Saale Aashiq is a 2025 Indian Hindi-language television film written and directed by the duo Siddharth–Garima. Starring Tahir Raj Bhasin and Mithila Palkar, with Chunky Pandey and Darshan Jariwala in supporting roles, the film follows an inter-caste couple who confront violent social opposition rooted in honour-based practices. It premiered directly on Sony MAX on 1 February 2025 after promotional material rolled out in January.

== Premise ==
Set in a small town in Madhya Pradesh, the film follows Shatru and Gudia, two young people from different castes who fall in love despite the weight of entrenched traditions and political pressures. Their relationship quickly attracts disapproval from both families and the wider community.
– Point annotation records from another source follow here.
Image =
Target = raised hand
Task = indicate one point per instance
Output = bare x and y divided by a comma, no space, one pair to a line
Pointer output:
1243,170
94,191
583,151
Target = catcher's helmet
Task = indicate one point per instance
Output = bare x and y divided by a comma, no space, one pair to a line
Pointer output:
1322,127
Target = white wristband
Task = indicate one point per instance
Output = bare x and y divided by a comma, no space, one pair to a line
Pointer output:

As intimidation escalates into death threats, the couple must decide whether to risk everything for their right to choose each other, or give in to the demands of family honour.

== Cast and characters ==

- Tahir Raj Bhasin as Shatru (Shatru Rewal)
- Mithila Palkar as Gudia (Gudia Kiwal)
- Chunky Pandey as Jagdish Bhajmodia
- Tanvi Azmi as Saroja Kiwal
- Darshan Jariwala as Raghubir Kiwal
- Vrajesh Hirjee as Subhash Kamat
- Neelima Azeem as Gendhi Rewal
- Rajesh Jais as Charanjit Rewal
- Zahid Khan as Gattu
- Vyom Sharma as Jigra

== Production ==
The film is written and directed by the duo Siddharth Singh and Garima Wahal, with Sony Pictures Films India credited as production company. In interviews ahead of release, the filmmakers said the project had a decade-long development cycle centred on the subject of inter-caste romance and honour killings.

== Release ==
Although originally conceived for a theatrical rollout, the film did not secure a cinema or digital release. It premiered directly on television through Sony MAX on 1 February 2025. Promotional posters and teasers were unveiled in January.

== Controversy ==
Saale Aashiq attracted attention even before its release. Siddharth–Garima disclosed that multiple streaming platforms declined to acquire the film, considering its subject matter "too controversial." They further mentioned that some digital services were "more scared than the censor board" in taking on the story. With neither a theatrical run nor a streaming deal forthcoming, the makers opted for a satellite-first release strategy, which was seen as an unconventional step for a contemporary Hindi feature.